Леонардо тщательно подготовил свою карикатуру. Он побывал на месте сражения в Ангиари, читал отчеты о нем, сделал бесчисленные зарисовки лошадей и людей в пылу битвы или предсмертной агонии. Теперь, как редко в Милане, ему представилась возможность привнести в свое искусство движение. Он воспользовался ею в полной мере и изобразил такую ярость смертельной схватки, что Флоренция едва не содрогнулась от этого зрелища; никто не предполагал, что этот самый утонченный из флорентийских художников способен придумать или изобразить такое видение патриотического убийства. Возможно, Леонардо использовал здесь свой опыт участия в кампании Цезаря Борджиа; ужасы, свидетелем которых он, возможно, был тогда, могли быть выражены в его рисунке и изгнаны из его сознания. К февралю 1505 года он закончил свою карикатуру и начал писать ее центральную картину — «Битву при Штандарте» — в Зале деи Чинквеченто.

Но вот снова тот, кто изучал физику и химию и еще не узнал судьбу своей Тайной вечери, совершил трагическую ошибку. Экспериментируя с техникой энкаустики, он задумал закрепить краски на оштукатуренной стене с помощью тепла от мангала на полу. В комнате было сыро, зима была холодной, жар не достигал достаточной высоты, штукатурка не впитала краску, верхние цвета начали растекаться, и никакие неистовые усилия не смогли остановить разрушение. Тем временем возникли финансовые трудности. Синьория платила Леонардо пятнадцать флоринов ($188?) в месяц, что едва ли можно было сравнить с теми 160 или около того, которые Лодовико назначал ему в Милане. Когда бестактный чиновник предложил заплатить за месяц медяками, Леонардо отказался от них. Он бросил это предприятие с позором и отчаянием, лишь немного утешившись тем, что Микеланджело, закончив свою карикатуру, вообще не сделал из нее картины, а принял вызов папы Юлия II приехать работать в Рим. Великое соревнование обернулось плачевно, и Флоренция осталась недовольна двумя величайшими художниками в своей истории.
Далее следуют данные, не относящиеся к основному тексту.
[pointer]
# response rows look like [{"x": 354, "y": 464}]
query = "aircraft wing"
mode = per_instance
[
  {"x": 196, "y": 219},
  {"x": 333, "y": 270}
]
В течение 1503–6 годов Леонардо то и дело писал портрет Моны Лизы — то есть мадонны Элизабетты, третьей жены Франческо дель Джокондо, который в 1512 году должен был стать членом Синьории. Предположительно, ребенок Франческо, похороненный в 1499 году, был одним из детей Элизабетты, и эта потеря, возможно, помогла сформировать серьезные черты лица, скрывающиеся за улыбкой Ла Джоконды. То, что Леонардо так часто звал ее в свою мастерскую в течение этих трех лет; что он потратил на ее портрет все секреты и нюансы своего искусства — мягко моделируя ее светом и тенью, обрамляя ее причудливыми видами деревьев и вод, гор и неба, одевая ее в одежды из бархата и атласа, сотканные в складках, каждая морщинка которых — шедевр, со страстной тщательностью изучая тонкие мышцы, формирующие и двигающие рот, приглашая музыкантов, чтобы они играли для нее и вызывали на ее чертах разочарованную нежность матери, вспоминающей об ушедшем ребенке: таковы отголоски того духа, в котором он пришел к этому увлекательному слиянию живописи и философии. Тысяча перерывов, сотня отвлекающих интересов, одновременная борьба с замыслом Ангиари оставили нерушимым единство его замысла, неоправданную настойчивость его рвения.